Écrit en 1955 par un auteur de 18 ans en pleine possession de ses moyens, Le gambit des étoiles s'inscrit dans le Space Opera mais ne cesse d'en pervertir les codes jusqu'à se déployer dans une immense réflexion philosophique sur la place de l'humain dans l'univers, plus complexe qu'elle n'y paraît.

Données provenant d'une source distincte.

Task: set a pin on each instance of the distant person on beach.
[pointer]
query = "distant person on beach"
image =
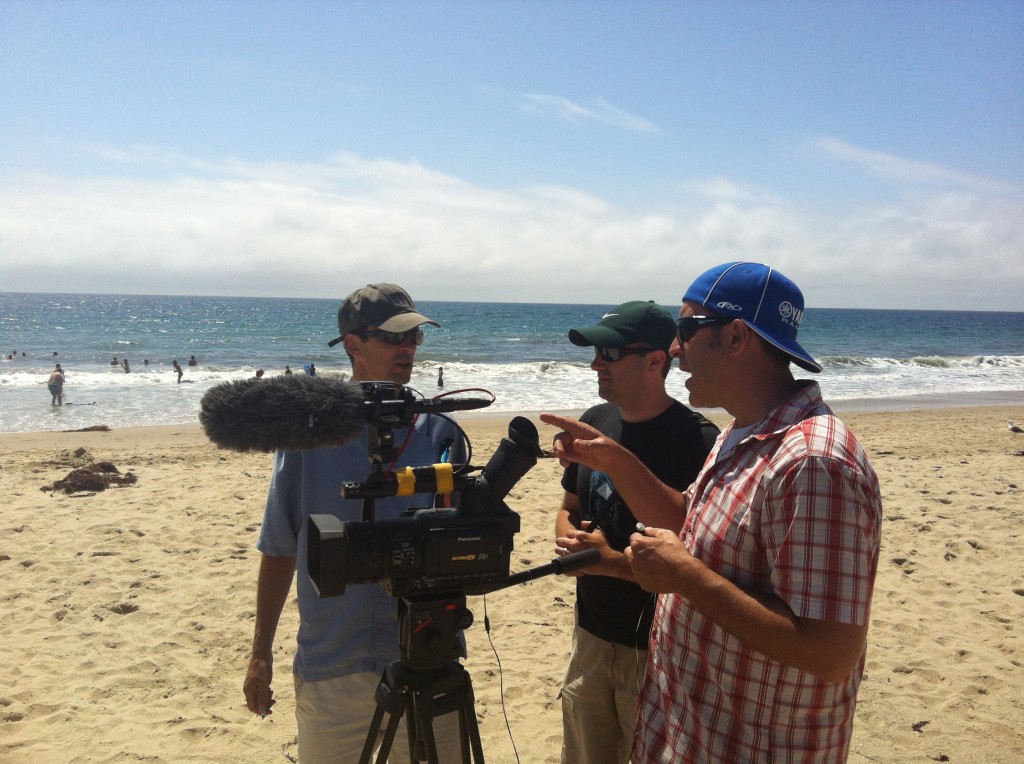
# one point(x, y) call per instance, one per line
point(55, 386)
point(759, 638)
point(613, 616)
point(345, 642)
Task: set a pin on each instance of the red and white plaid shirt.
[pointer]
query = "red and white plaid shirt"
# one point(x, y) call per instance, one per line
point(794, 510)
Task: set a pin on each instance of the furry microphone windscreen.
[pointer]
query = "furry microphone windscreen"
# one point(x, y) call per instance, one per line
point(286, 413)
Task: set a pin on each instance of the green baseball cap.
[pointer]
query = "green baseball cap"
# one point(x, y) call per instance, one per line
point(638, 321)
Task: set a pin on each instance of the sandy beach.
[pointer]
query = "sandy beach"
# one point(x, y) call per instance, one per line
point(127, 613)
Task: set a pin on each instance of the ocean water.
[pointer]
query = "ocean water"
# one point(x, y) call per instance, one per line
point(518, 351)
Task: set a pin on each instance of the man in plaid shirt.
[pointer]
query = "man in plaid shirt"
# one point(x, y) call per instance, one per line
point(759, 638)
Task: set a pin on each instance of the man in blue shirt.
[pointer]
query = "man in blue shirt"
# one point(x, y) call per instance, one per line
point(345, 642)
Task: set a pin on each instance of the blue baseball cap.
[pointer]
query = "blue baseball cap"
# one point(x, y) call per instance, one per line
point(761, 297)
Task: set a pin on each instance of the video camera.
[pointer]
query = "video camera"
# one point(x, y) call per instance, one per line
point(424, 552)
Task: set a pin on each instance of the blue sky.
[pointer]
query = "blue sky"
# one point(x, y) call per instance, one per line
point(565, 152)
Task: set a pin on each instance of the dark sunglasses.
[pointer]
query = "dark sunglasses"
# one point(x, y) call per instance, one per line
point(688, 326)
point(612, 354)
point(394, 338)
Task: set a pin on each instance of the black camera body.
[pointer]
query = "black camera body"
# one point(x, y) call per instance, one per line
point(428, 552)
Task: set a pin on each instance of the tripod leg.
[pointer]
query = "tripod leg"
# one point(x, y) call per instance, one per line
point(394, 702)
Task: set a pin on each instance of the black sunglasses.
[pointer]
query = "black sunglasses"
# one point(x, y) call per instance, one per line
point(394, 338)
point(688, 326)
point(612, 354)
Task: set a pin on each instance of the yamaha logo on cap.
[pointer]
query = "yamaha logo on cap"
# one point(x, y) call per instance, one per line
point(791, 314)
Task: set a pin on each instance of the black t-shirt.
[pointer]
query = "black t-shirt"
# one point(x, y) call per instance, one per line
point(674, 447)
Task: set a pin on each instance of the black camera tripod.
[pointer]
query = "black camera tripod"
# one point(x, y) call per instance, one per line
point(426, 682)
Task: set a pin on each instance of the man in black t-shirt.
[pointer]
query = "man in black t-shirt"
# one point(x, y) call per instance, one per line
point(613, 617)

Loin des codes de l'époque, Jerg Algan n'est pas un explorateur enthousiaste à la Kirk, il hait l'espace et les voyages stellaires. Le moteur de sa vie n'est pas le mystère, la découverte, mais la haine. Loin des équipes plus ou moins soudées, c'est un loup solitaire. Les mondes qu'il découvre ne sont ni merveilleux ni terrorisants... mais juste vides, chiants et ternes. L'Humanité conquiert l'espace, mais ses colons ne forment qu'un théâtre d'ombres nihiliste. Il y a bien une autorité politique, mais qui alimente son flou jusqu'à ses occupants, etc.
Klein décrit à merveille la pression, la solitude, le temps qui s'étire jusqu'à la lenteur la plus infinie, qui détruit ou assèche quiconque voyage dans l'espace. Surtout, il possède un authentique sens du mystère qui pallie à son renoncement quasi total à l'action. Rien n'a l'air de se passer, mais le livre demeure un page-turner redoutable tant ambiance et mystère captivent sans répit. Le roman est semé de plusieurs morceaux de bravoure comme ce chapitre où l'on explore l'intégralité de l'univers hors du temps, ou un dialogue Homme-Machine exploitant avec brio les lois d'Asimov, ou un extrait qui anticipe de 27 ans sur le "Tears In Rain" de Blade Runner...
Ce refus de l'action pourra rebuter, l'absence totale de femmes (sérieux, on se demande même si elles existent) fait que le livre accuse un peu son âge. Mais son chapitre final est le point final majestueux d'une réflexion humaniste d'abord pessimiste puis plus ambiguë, nous laissant au seuil de quelque chose de grand, d'infini, d'insaisissable. De la SF française de haut vol.